Avigdor Lieberman, a burly, bearded politician who came to Israel from Moldova in 1978, is a divisive figure.
To his backers, he is a straight-talker who has clear-cut solutions to Israel’s problems. To his critics, he is a thinly disguised racist and a threat to Israeli democracy.
The leader of the ultranationalist Yisrael Beiteinu party, whose strongest power base is among fellow Russian speakers from the former Soviet Union, Lieberman is emerging as a potent force in the Israeli election race. He could be positioned to play a key role in the formation of the next Israeli government after voting this Tuesday.
Polls show Lieberman’s party winning as many as 19 seats in the 120-member parliament, overtaking the center-left Labor party as the third-largest faction in the legislature. Both leading contenders for prime minister, opposition leader Benjamin Netanyahu and Foreign Minister Tzipi Livni, could find it hard to form a coalition without Lieberman.
His popularity has been boosted by the nationalist fervor generated by the recent war against Hamas in Gaza and by discontent with leaders of mainstream parties who are seen as offering little new, analysts say.
At a time when the Obama administration is pushing to revive Mideast peace efforts, Lieberman opposes talks with the Palestinians based on an exchange of land for peace.
But Lieberman’s main targets are Israel’s Arab citizens, who he insists should be made to sign a loyalty oath and commit to national service before receiving the standard identity card that affirms citizenship.
“Without loyalty, there is no citizenship,” says his party’s campaign slogan, plastered on billboards and repeated on television ads.
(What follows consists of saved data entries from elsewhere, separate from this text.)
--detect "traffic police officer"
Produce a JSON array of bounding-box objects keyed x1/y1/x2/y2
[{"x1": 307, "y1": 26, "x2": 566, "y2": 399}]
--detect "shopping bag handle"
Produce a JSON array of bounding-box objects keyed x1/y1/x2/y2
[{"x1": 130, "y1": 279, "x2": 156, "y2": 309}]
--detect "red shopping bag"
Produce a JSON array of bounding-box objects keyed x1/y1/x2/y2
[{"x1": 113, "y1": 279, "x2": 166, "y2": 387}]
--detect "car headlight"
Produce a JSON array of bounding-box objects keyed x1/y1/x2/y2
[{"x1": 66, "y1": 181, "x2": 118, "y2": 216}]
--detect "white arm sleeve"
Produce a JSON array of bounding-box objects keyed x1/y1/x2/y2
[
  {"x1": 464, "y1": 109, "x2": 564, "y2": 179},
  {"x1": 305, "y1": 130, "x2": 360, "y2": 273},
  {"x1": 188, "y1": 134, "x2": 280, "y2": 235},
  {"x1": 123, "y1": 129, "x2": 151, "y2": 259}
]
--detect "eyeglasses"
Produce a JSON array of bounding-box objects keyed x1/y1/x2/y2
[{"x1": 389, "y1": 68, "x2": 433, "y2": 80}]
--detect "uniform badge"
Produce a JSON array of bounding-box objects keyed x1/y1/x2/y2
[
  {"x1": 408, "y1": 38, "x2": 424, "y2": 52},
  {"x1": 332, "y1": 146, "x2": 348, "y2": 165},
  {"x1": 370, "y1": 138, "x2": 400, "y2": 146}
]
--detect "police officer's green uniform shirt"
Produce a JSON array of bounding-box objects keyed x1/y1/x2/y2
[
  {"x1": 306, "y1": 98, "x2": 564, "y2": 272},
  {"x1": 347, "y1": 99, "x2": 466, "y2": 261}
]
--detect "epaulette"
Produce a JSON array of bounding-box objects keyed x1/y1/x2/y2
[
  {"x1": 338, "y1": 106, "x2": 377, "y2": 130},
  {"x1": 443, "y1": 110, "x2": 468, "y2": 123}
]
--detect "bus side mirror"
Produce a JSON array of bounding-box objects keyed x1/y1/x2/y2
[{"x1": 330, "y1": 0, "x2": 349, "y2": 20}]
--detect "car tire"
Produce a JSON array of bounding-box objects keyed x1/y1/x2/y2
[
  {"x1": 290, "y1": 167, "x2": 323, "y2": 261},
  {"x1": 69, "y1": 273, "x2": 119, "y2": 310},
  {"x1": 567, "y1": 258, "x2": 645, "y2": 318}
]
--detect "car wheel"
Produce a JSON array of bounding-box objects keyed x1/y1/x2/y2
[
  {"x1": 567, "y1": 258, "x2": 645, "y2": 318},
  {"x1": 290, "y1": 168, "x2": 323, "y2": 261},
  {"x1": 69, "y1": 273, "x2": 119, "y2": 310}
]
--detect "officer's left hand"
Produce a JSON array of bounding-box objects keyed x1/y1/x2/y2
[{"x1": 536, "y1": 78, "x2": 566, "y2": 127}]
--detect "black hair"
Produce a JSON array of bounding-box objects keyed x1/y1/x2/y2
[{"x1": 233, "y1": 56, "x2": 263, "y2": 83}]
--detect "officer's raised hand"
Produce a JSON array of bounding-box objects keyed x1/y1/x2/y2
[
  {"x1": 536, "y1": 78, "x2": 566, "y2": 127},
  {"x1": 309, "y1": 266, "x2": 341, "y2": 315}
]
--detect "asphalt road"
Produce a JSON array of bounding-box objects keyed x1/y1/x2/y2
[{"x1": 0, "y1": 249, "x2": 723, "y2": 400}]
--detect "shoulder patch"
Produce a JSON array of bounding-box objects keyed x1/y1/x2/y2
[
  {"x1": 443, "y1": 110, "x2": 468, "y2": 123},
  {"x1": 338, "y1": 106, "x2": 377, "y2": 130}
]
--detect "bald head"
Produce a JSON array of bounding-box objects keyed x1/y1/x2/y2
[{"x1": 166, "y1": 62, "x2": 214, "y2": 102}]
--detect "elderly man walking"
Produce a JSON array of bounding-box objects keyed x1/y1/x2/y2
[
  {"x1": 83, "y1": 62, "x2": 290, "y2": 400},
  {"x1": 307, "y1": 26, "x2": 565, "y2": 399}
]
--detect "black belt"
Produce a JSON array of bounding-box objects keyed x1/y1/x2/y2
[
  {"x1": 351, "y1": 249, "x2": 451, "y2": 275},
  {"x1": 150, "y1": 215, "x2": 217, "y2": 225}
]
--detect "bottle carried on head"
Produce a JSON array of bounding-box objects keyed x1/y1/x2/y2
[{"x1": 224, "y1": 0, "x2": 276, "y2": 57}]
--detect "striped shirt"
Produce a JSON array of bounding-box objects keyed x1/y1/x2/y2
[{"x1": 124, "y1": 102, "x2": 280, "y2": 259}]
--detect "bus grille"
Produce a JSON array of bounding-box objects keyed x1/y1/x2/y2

Lieberman also advocates a land swap in which areas of Israel with large concentrations of Arabs would become part of a Palestinian state while Israel would annex areas of the West Bank with large blocs of Jewish settlements.
About 20 percent of Israel’s 7 million citizens are Arabs, and a dozen serve in parliament.
Lieberman says extremism and identification with Israel’s enemies are spreading among its Arab citizens, some of whom took to the streets last month to demonstrate support for Palestinians who were under Israeli bombardment in Gaza.
“Israel is under a dual terrorist attack, from within and from without,” Lieberman told a security conference on Monday. “Terrorism from within is always more dangerous than terrorism from without.”
Ahmad Tibi, an Arab lawmaker who is a frequent target of Lieberman’s broadsides, said he expected the international community to boycott an Israeli government that would include Lieberman, as European leaders did when far-right leader Joerg Haider joined Austria’s government in 2000.
“Haider was local, and his racism was directed against immigrants and foreigners,” Tibi said. “The Israeli fascist model is unique, because we are talking about an immigrant who directs his racism against the indigenous people, against us.”
Tibi said Lieberman was promoting a “politics of hate, which is very popular in the aftermath of a war, and he is touching the lowest common denominator of the Israeli public.”
Yehuda Ben Meir, a public opinion expert at the Institute for National Security Studies in Tel Aviv, said that while Lieberman’s party started off representing Russian-speaking immigrants, it has now broken into the Israeli mainstream, bolstered by candidates who are not newcomers, like Danny Ayalon, a former ambassador to Washington.
Ben Meir said the party gained further ground during the Gaza war when Israeli Arab legislators loudly denounced the military campaign, riling many Jewish Israelis who saw them as giving comfort to the enemy.
“The war in Gaza, like any war, raises patriotic feelings, and there was a sense of being isolated internationally, with your back to the wall, a feeling of sticking to your tribe, and he answers to this,” Ben Meir said.
Riding the patriotic wave during the fighting, Lieberman led an attempt in parliament to have Arab parties disqualified from running in the elections, but the move was overruled by the Supreme Court.
A resident of the West Bank settlement of Nokdim, Lieberman, 50, served as a minister in the outgoing Israeli government but resigned to protest the renewal of peace talks with the Palestinians at a conference in Annapolis, Md., in 2007.
His ministerial portfolio was the threat from Iran, and he has been outspoken about the subject. “A nuclear Iran is like Hitler with nuclear weapons,” Lieberman told the Haaretz newspaper in a recent interview.
In 2005, Lieberman was fired from the Cabinet by then Prime Minister Ariel Sharon when he opposed Israel’s withdrawal of settlements and troops from the Gaza Strip.